Exam Strategy: Some general points to remember
As examinations approach, it is always good to consider some approaches to planning, timing and answering questions in the exam. This, of course, will vary from subject to subject.
Spend the first two or three minutes of the exam reading the question paper. Avoid jumping straight into the first question. Mark the questions which you are more confident with, and answer these first. This will get you off to a good start. With your best questions completed, you can now tackle the more challenging questions with a positive mindset.
If your question requires an extended answer or is essay based, it is good practice to plan your answer. The plan does not have to be detailed but rather a quick synopsis of your ideas. The old reliable Mind Map is a great tool with which to plan and organise your ideas into a logical sequence. You may not get round to making the point in your essay / extended answer, but because you have mentioned it in the plan, you may gain marks!
Furthermore, ‘ticking off’ the relevant points on your Mind Map plan as you complete them, keeps you on track and ensures that you don’t miss out any of your initial thoughts. However, ensure that you ‘tick off’ the points rather than crossing through them, crossed out work is not marked!
Each question will show the number of marks allocated. You can use this to your advantage. Timing: Check the exam paper for the total number of marks allocated and the number of questions you are required to answer. A quick calculation will give you the number of minutes you should give to each question. You should be aware of this before the examination.
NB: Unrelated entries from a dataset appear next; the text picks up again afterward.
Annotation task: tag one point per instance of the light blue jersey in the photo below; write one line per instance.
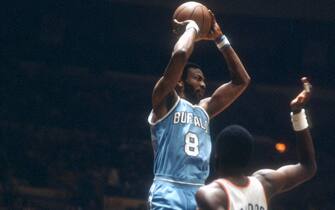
(182, 144)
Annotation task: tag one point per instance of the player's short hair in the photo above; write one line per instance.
(187, 67)
(234, 146)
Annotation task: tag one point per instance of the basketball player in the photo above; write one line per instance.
(180, 118)
(235, 190)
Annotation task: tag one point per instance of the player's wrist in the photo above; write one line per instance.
(222, 41)
(299, 120)
(192, 25)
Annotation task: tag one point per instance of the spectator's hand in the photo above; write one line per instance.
(300, 100)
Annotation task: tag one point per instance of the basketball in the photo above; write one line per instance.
(197, 12)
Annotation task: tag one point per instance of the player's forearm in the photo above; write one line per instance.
(239, 75)
(182, 51)
(185, 43)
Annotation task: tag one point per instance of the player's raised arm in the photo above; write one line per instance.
(289, 176)
(230, 91)
(181, 52)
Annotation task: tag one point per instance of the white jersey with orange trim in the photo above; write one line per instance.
(248, 197)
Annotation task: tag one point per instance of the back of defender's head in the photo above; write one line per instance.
(234, 146)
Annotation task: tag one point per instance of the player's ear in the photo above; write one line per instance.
(180, 85)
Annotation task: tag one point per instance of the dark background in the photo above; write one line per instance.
(76, 79)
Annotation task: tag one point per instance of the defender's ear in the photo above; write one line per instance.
(180, 86)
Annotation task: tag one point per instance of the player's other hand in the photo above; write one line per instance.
(180, 27)
(303, 97)
(215, 31)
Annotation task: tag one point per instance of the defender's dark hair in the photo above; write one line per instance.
(234, 146)
(187, 67)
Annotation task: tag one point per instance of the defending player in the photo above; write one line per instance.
(235, 191)
(180, 118)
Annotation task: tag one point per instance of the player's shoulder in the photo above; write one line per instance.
(210, 196)
(262, 172)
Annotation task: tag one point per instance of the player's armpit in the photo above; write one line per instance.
(223, 97)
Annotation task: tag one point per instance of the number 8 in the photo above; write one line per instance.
(191, 144)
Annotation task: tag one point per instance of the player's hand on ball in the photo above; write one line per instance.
(300, 100)
(180, 27)
(215, 31)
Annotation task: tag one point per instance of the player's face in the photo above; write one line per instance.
(195, 85)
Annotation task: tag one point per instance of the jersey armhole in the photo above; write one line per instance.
(165, 116)
(222, 185)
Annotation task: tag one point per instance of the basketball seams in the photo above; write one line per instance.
(179, 12)
(197, 12)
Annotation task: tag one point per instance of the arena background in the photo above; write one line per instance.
(76, 80)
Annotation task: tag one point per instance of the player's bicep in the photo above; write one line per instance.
(282, 179)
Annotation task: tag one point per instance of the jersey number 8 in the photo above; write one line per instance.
(191, 144)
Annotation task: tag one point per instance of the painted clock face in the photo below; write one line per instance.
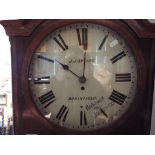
(83, 77)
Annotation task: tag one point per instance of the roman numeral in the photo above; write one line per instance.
(118, 57)
(117, 97)
(83, 120)
(42, 80)
(61, 42)
(103, 112)
(62, 114)
(84, 39)
(103, 41)
(47, 99)
(126, 77)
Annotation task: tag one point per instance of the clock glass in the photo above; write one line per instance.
(83, 77)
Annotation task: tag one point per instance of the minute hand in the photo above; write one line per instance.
(65, 67)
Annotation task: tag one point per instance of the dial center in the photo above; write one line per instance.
(82, 79)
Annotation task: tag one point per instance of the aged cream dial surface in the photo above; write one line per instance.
(83, 77)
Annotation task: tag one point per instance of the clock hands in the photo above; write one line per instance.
(65, 67)
(82, 79)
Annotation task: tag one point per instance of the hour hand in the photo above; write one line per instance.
(45, 58)
(65, 67)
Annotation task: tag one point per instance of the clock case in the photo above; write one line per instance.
(25, 36)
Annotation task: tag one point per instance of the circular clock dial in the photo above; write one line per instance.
(83, 77)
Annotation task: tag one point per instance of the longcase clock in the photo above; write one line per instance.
(82, 76)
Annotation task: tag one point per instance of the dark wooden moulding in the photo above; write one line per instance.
(26, 35)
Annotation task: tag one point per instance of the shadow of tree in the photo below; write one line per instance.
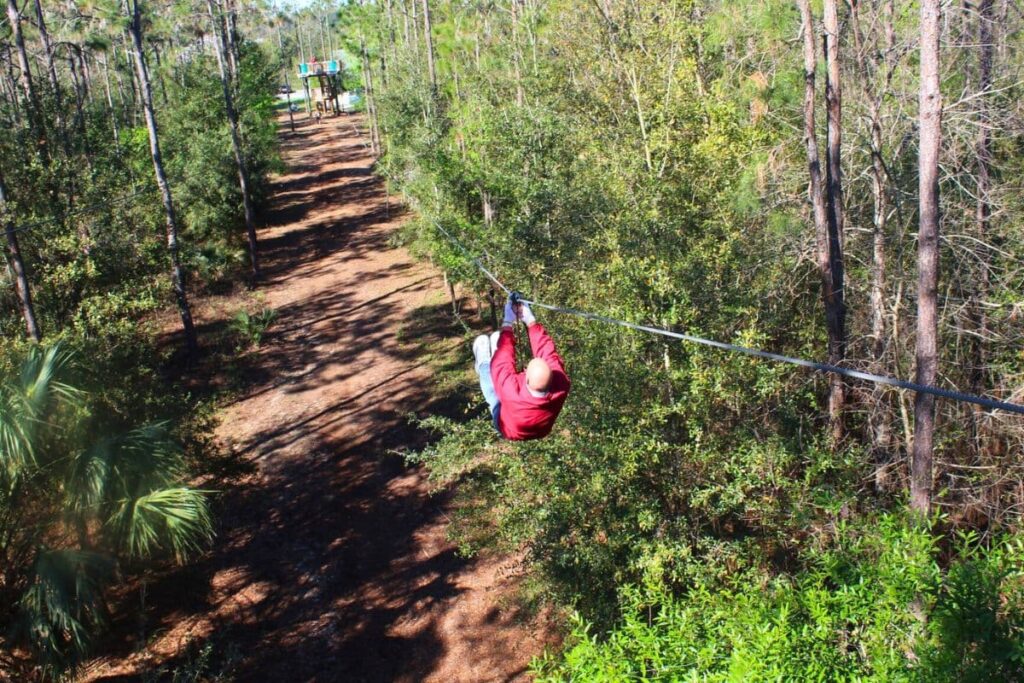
(320, 570)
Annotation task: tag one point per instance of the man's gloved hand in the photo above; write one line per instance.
(525, 314)
(509, 313)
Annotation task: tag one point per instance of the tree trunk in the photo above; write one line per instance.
(928, 257)
(110, 104)
(51, 70)
(835, 313)
(177, 275)
(824, 244)
(18, 273)
(878, 418)
(428, 37)
(220, 48)
(983, 210)
(517, 55)
(235, 56)
(371, 98)
(32, 101)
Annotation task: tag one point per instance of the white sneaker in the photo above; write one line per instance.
(494, 342)
(481, 349)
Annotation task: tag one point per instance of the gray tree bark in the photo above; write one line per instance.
(930, 125)
(428, 37)
(32, 100)
(18, 273)
(816, 191)
(177, 274)
(836, 311)
(221, 48)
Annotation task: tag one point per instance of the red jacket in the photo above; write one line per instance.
(522, 415)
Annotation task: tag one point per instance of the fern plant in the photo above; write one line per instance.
(73, 503)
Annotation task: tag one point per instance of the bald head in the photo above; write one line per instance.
(538, 375)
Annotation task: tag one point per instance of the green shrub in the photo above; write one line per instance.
(250, 328)
(876, 605)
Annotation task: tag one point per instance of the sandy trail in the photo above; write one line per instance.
(332, 562)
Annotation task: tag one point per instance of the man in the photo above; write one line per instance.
(523, 406)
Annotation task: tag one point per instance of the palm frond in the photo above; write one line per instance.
(25, 403)
(64, 604)
(115, 468)
(176, 519)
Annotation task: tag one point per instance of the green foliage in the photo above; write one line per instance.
(250, 328)
(75, 498)
(644, 161)
(873, 605)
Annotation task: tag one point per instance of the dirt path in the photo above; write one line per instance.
(332, 562)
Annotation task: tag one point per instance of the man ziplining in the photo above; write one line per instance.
(523, 406)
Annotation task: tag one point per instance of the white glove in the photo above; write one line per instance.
(525, 314)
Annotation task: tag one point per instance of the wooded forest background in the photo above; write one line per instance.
(830, 180)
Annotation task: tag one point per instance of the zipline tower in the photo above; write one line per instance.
(329, 82)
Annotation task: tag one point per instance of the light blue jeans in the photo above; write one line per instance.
(489, 395)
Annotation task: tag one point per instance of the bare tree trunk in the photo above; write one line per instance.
(517, 55)
(15, 266)
(835, 313)
(824, 244)
(233, 55)
(160, 73)
(428, 37)
(983, 211)
(110, 104)
(220, 48)
(928, 257)
(51, 70)
(177, 274)
(878, 418)
(371, 98)
(32, 101)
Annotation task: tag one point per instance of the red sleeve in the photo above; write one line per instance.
(503, 366)
(544, 348)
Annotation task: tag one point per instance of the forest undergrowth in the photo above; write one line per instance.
(711, 516)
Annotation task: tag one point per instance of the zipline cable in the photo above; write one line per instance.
(778, 357)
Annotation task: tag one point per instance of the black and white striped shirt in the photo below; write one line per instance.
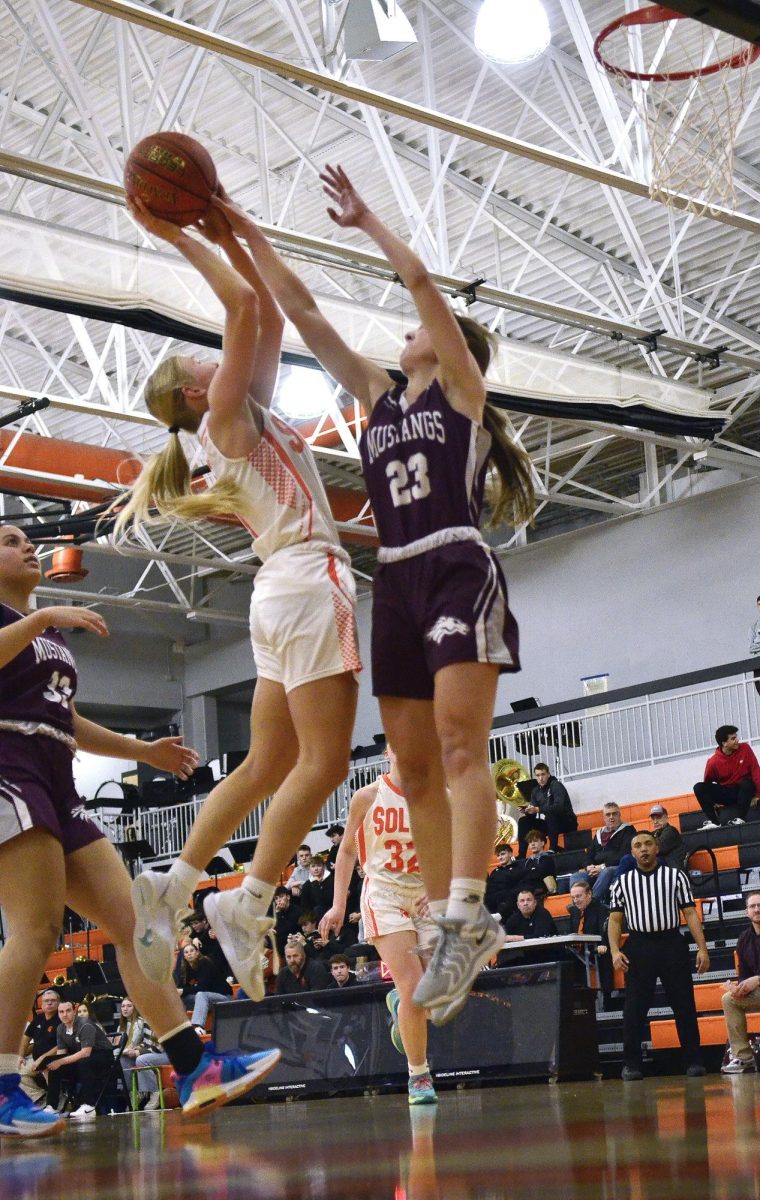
(652, 900)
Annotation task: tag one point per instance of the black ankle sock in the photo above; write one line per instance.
(184, 1050)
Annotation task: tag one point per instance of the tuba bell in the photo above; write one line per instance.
(507, 774)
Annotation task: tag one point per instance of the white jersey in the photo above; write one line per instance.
(285, 502)
(384, 839)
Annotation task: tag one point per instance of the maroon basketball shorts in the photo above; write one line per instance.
(447, 605)
(37, 791)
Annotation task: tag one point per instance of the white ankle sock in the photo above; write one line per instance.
(465, 899)
(9, 1065)
(183, 879)
(261, 893)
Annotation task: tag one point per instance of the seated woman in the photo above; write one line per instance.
(199, 982)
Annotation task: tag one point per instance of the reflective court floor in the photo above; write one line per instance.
(652, 1140)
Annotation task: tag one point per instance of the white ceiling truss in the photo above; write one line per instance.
(525, 191)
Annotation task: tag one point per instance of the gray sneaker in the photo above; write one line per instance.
(241, 935)
(159, 919)
(461, 952)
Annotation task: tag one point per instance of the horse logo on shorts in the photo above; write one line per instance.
(444, 627)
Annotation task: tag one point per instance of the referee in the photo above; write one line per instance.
(650, 897)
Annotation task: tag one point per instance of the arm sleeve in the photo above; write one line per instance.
(616, 898)
(683, 892)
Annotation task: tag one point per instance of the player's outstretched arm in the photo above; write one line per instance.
(358, 375)
(460, 373)
(346, 859)
(216, 227)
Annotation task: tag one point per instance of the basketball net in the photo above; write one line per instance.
(688, 85)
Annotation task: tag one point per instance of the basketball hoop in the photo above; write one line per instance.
(687, 82)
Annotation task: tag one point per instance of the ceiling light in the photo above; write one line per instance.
(512, 31)
(303, 394)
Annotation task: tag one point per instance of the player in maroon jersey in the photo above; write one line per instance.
(52, 853)
(442, 629)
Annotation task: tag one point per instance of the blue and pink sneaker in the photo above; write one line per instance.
(22, 1119)
(220, 1078)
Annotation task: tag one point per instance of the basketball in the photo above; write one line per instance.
(173, 175)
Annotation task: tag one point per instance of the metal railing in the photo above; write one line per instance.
(585, 741)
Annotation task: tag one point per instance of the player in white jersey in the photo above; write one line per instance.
(303, 618)
(394, 911)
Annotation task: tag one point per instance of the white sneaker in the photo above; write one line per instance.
(462, 949)
(738, 1066)
(84, 1113)
(240, 933)
(159, 918)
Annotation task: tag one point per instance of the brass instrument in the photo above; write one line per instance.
(507, 774)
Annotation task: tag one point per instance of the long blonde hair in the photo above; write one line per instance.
(165, 483)
(513, 495)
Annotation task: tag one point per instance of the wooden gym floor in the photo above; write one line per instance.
(659, 1139)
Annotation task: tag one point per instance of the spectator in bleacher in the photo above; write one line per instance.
(201, 983)
(315, 947)
(40, 1044)
(341, 972)
(299, 874)
(731, 780)
(590, 916)
(743, 996)
(300, 973)
(754, 643)
(317, 892)
(651, 898)
(287, 910)
(609, 845)
(550, 808)
(670, 845)
(83, 1061)
(335, 833)
(540, 865)
(504, 882)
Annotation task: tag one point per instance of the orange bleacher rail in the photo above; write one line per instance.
(712, 1031)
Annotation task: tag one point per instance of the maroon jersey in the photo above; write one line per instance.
(424, 465)
(40, 683)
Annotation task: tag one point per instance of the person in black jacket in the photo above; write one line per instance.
(504, 882)
(670, 845)
(201, 983)
(550, 809)
(610, 843)
(590, 916)
(300, 973)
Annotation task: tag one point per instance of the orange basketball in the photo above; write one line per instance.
(173, 175)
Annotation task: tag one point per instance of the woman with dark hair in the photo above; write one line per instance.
(442, 629)
(303, 611)
(202, 984)
(45, 835)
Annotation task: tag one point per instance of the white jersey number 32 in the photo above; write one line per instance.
(408, 481)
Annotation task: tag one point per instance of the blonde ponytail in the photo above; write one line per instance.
(165, 483)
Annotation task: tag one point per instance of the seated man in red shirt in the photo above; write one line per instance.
(731, 779)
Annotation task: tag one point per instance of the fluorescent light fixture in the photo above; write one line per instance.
(303, 394)
(512, 31)
(375, 30)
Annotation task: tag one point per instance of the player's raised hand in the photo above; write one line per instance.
(70, 617)
(169, 754)
(351, 209)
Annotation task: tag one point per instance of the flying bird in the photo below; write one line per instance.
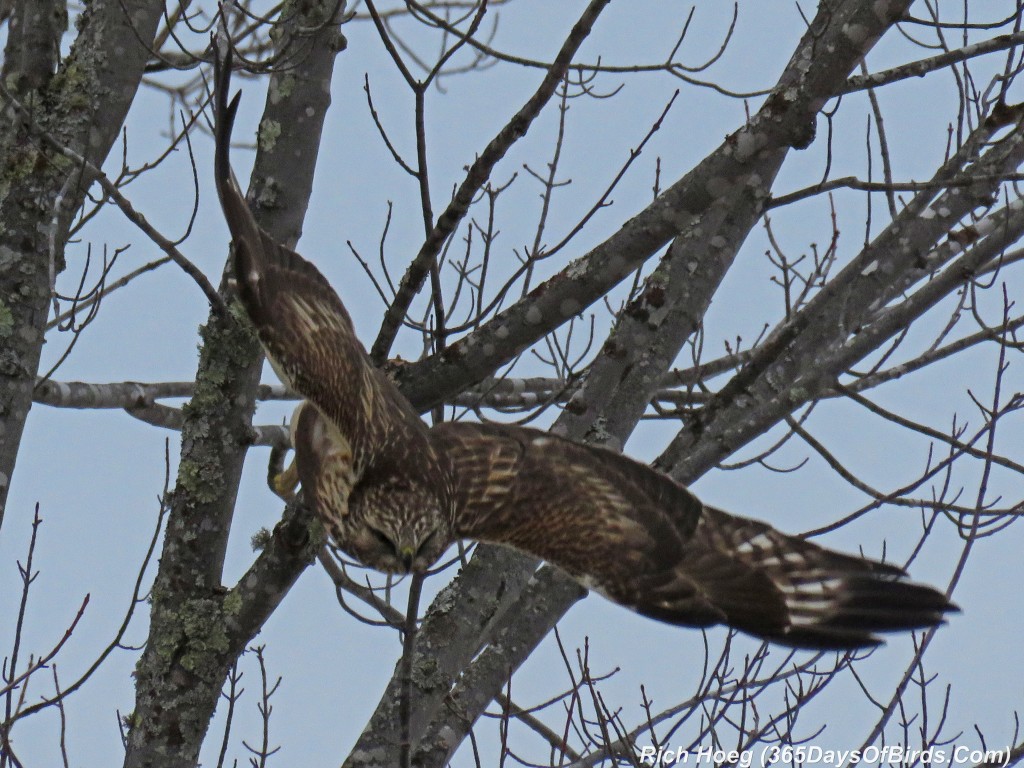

Marks for each part of a question: In the exam itself, check the number of marks given to the parts of each question. In Junior Cycle for example, if parts (i) and (ii) are allocated 2 marks each, part (iii) 6 marks and parts (iv) and (v) are allocated 10 marks each, then spend the majority of time for that question on parts (iv) and (v). This will vary subject to subject. If you get stuck on a question and go over your time limit, MOVE ON, you can always come back to it if you have time.
Answer the Question
It sounds simple, but unfortunately many students don’t! First off, read the question carefully. Underline or highlight the key parts of the question and any ‘command’ words. If a question asks you to describe, make sure you don’t simply explain – a ‘describe’ question will usually mean that you will have to develop a detailed response to, for example a structure, a process, a theme or a character. This will vary depending on the subject being examined.
Show your workings!
This may seem obvious, but under time constraints it is often easier to write down a final answer. This is fine if your answer is correct, but what happens if it is wrong? Showing your workings allows the examiner to award marks for partly correct answers. On questions which require you to show your working, not doing so can lose you marks, even if you get the final answer correct.
“I ran out of time!”
If you find yourself with limited time and still several questions to answer, then you may want to consider answering two half questions rather than one complete one. By answering those parts of the remaining questions with more marks allocated, you may end up with more marks in total by attempting both.
Lots of research in sport, industry and business has highlighted the benefits of staying hydrated. Exam conditions are no different and taking small sips of water throughout the exam can be beneficial.
After your exam, whether at lunchtime or in the evening, short bursts of exercise are important. A five-minute walk around the running track can help clear your mind and help focus on an afternoon exam.